One Alpha session fell on the Feast of St Alban and I made some comment about St Alban praying for us. ‘How on earth can he pray for us?’, the other Alpha leader asked, ‘he’s dead!’

Perhaps impertinently – she was a consultant anaesthetist – I replied ‘you are wrong because you know neither the scriptures nor the power of God … [God] is God not of the dead, but of the living’. Only to the foolish to the saints seem to have died. They are full of life because they are full of goodness – they are full of the life of Christ, which can withstand death. The saints have a fullness of being which death cannot touch.

In that holiness, in that tangible reality, God is with us. Some time ago, in first century Palestine, God was with us, walking the earth. In the life of the world to come, ‘the home of God’ will be among mortals, as we are promised in our second reading. Now, in between, God is present with us in the Blessed Sacrament and he is present with us by his Holy Spirit. Nowhere is the presence of the Holy Spirit more obvious than in the holiness of the saints. In them we encounter the presence of God with us; we encounter in the reality of their holiness the reality of God.

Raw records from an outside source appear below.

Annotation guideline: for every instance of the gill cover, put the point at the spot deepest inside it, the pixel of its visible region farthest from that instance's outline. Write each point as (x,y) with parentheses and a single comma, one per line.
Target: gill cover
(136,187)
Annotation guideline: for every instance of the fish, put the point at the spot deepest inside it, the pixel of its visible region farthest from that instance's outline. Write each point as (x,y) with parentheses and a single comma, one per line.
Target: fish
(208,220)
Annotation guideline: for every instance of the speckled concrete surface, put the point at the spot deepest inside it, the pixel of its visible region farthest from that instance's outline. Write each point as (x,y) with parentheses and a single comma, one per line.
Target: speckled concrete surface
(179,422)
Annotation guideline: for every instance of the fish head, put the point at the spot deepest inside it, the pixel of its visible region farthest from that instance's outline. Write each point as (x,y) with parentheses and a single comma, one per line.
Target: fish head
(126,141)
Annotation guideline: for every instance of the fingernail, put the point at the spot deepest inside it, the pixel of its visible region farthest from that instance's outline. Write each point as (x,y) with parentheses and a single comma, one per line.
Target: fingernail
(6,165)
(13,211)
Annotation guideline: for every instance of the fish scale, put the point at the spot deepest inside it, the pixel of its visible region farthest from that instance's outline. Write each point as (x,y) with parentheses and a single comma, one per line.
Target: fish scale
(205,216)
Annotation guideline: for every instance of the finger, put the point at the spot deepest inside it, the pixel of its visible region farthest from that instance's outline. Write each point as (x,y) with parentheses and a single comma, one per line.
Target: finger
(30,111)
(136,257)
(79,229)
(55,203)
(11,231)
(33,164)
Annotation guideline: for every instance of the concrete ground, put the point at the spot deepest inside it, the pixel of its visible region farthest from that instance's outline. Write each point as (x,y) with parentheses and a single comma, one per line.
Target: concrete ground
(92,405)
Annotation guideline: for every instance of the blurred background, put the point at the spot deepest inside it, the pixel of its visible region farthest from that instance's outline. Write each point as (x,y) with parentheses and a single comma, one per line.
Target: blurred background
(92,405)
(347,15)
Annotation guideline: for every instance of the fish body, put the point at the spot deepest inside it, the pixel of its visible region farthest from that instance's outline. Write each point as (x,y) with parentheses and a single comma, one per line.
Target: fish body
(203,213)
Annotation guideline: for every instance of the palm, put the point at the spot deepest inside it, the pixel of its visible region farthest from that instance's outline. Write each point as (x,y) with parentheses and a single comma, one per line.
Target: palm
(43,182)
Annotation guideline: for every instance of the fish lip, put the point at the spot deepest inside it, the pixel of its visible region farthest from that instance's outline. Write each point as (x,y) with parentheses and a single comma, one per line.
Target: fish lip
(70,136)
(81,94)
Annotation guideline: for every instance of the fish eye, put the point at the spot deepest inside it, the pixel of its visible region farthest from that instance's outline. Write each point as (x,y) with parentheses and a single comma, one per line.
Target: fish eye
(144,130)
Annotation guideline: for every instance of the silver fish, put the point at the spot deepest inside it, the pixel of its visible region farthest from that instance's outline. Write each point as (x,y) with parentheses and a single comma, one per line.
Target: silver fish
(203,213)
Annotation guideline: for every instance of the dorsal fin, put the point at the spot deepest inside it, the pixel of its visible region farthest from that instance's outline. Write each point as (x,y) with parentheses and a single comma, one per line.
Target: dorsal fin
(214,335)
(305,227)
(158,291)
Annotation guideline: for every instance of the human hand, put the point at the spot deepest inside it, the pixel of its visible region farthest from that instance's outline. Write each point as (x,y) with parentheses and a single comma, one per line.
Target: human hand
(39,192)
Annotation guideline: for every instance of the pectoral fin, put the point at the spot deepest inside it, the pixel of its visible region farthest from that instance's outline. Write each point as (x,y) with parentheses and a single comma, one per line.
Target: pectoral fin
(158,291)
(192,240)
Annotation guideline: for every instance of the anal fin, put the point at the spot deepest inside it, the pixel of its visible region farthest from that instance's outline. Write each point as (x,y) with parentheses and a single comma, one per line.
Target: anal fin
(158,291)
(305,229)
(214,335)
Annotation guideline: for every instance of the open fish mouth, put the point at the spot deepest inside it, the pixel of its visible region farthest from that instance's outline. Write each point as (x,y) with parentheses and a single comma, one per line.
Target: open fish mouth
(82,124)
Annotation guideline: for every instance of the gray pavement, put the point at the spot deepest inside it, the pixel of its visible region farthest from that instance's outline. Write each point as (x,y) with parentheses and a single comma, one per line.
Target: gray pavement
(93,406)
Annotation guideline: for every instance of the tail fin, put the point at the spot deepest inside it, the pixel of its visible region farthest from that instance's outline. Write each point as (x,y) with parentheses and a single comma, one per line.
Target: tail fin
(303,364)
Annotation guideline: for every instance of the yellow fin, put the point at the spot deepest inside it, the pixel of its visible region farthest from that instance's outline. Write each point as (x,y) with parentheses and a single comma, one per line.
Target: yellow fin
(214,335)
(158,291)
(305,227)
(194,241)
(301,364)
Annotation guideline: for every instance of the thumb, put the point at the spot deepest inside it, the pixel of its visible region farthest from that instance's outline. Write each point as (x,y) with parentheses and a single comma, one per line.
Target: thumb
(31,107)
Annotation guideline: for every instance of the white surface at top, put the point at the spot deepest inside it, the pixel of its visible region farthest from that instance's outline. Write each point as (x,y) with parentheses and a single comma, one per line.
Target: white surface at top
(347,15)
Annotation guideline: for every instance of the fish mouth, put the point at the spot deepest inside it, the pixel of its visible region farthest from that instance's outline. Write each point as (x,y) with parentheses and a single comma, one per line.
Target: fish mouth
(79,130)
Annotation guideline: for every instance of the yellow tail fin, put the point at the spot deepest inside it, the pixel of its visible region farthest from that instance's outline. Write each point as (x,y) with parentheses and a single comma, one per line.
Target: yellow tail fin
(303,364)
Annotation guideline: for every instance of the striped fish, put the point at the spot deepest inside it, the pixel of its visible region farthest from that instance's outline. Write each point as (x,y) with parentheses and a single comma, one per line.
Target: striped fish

Evil is dull and same-ish. Goodness is interesting and full of individuality. The evil men and women of history were insipid – even if Winston Churchill didn’t quite say it. Evil, though it blights our world, is insubstantial. Goodness, however, is solid. Goodness is joyful. It is so real that it hits you in the face. To this the saints bear witness.

My favourite saint put it rather well ‘the goodness of the good is stronger than evil in its wickedness’ [Virtuosius est bonum in bonitate quam in malitia maulm. St Thomas Aquinas, Summa contra Gentiles III.7.6].